Oftentimes in research we’re advised to plot out the variables we’re interested in to check for extreme right skew in our data. Right skew is indicated when most of the data is clustered on the left side of the distribution, with a few extreme variables out on the right. Common advice when encountering skewed data like this is to apply a log transform to render it normal. A standard log transform replaces your original variable with a log to base 10 of that variable. This means that the values 10, 100, and 1000 in your original data will become 1, 2, and 3 in the transformed data. Thus, where you may have had data that clustered around 10, with outliers several orders of magnitude higher than average at 1000, the transformed data will mostly be clustered around 1, with a few 2’s and 3’s. The resulting distribution will be much more normal.
This procedure is advised because many statistical procedures assume that we’re working with normal variables. But that’s a fairly abstract reason to transform a variable, and it can often feel unclear what it is you’re actually doing. A visual demonstration can make the reason for log transforms much more obvious. One example of data in need of a log transform is the physical size of United States census tracts. Census tracts are areas defined by the Census Bureau, and are designed to contain between 1200 and 8000 individuals in order to provide the basic unit of aggregation for the Census. However, while the population of census tracts is constrained within a certain range, the physical areas they cover vary widely. High population density areas such as major cities contain many census tracts about the size of a city block, but some low population density areas like the desert stretches of Arizona contain census tracts thousands of square miles across. We can see that the land area of census tracts has a right-skewed distribution:
And we can see that after a log transform, the data looks pretty close to normal. But it’s not immediately clear how that benefits us, besides the general knowledge that normal variables are good to have.
To get a clearer demonstration of the benefits of log transforms, we need to look at the relationship between two right skewed variables. Fortunately, the census tract data set we’re looking at also has a record of the area of water in each census tract, a variable that is skewed in a similar fashion to the land area. If we plot the relationship between the two of them without transformations, we get the following plot, which is fairly unenlightening. It’s unclear whether there’s a pattern to the relationship between the two variables.
However, when we look at the relationship between the two variables after a log transform, the picture is very different.
For one thing, we can now clearly see the clusters of census tracts falling along one or the other axis – these are tracts that are pure land, or pure water. But, more importantly, we can now see a very clear relationship between the land area and water area of each census tracts – unsurprisingly, census tracts with larger land areas tend to have larger bodies of water within them, and the relationship is very clean. So why was this hidden before we transformed the data? It’s a matter of caring about relatives rather than absolutes.

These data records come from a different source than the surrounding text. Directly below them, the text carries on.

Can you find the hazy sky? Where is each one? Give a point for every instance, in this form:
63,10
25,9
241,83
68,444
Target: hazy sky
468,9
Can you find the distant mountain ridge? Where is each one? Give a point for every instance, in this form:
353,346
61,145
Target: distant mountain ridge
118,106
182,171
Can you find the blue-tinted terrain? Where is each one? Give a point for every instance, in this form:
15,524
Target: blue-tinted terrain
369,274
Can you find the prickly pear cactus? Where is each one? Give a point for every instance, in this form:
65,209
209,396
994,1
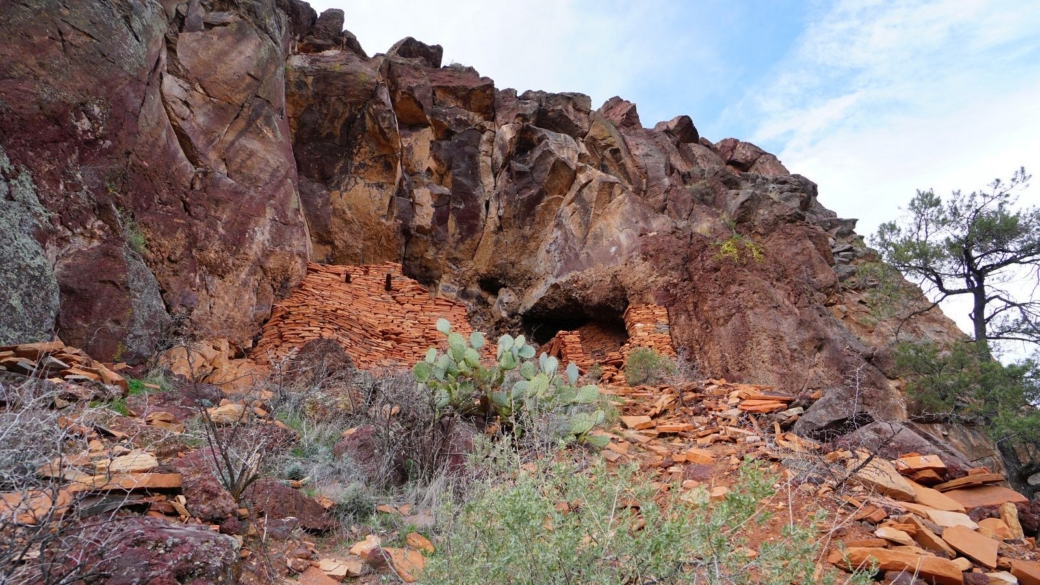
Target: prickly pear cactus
459,381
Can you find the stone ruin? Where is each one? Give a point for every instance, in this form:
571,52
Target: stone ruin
382,318
597,341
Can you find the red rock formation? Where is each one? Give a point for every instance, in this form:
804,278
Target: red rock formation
155,140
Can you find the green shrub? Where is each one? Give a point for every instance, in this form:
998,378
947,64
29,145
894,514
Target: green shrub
355,503
647,366
294,471
516,388
963,384
738,249
562,524
118,406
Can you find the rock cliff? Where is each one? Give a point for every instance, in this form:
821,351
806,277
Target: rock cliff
176,163
148,171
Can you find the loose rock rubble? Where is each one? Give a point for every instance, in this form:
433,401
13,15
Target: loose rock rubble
56,362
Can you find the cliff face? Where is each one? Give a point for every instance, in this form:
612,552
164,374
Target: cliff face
174,162
149,149
542,212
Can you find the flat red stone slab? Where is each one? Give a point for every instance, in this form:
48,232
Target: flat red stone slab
985,496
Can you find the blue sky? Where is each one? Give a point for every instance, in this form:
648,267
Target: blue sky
872,100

Let’s say that, on average, each census tract has a water area 10% the size of its land area – usually made up of lakes. This is the linear relationship we’re looking for. But of course, there’s error to this relationship – some tracts will have lakes that are relatively smaller, resulting in compositions of 8% water, or 12%, etc. The problem is, when a census tract the size of Texas deviates from expectations by 2%, that’s a difference of thousands of square miles of water – bigger than the total size of the majority of tracts. What ends up happening is that, as we move right on the graph, our data points deviate more and more in absolute terms from the ‘true’ relationship – despite having the same relative margin of error. This often results in a graph like the first one – where the true relationship between variables is obscured.

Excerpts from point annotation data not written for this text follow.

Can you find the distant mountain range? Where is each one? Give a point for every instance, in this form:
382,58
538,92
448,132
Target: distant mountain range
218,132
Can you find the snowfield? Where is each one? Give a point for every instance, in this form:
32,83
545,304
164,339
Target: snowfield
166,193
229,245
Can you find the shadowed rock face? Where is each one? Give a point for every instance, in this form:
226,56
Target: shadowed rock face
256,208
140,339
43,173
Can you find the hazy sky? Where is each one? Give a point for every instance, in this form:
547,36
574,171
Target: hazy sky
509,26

It’s important to remember that this makes the most sense when there is a good case to be made that the size of an observation is important in determining what a meaningful change in that observation might be. For instance, for someone with 100 Twitter followers, a change of 100 extra followers is highly meaningful – the same might not be the case for someone with 10 000 followers. If an experimental stimulus is usually responded to in 100 ms, a 10 ms difference is likely meaningful – the same couldn’t be said for an anagram that takes 2 minutes to complete, on average.
So there you go – A (hopefully) practical demonstration of why it’s useful to log-transform your skewed variables, and the effects it actually has.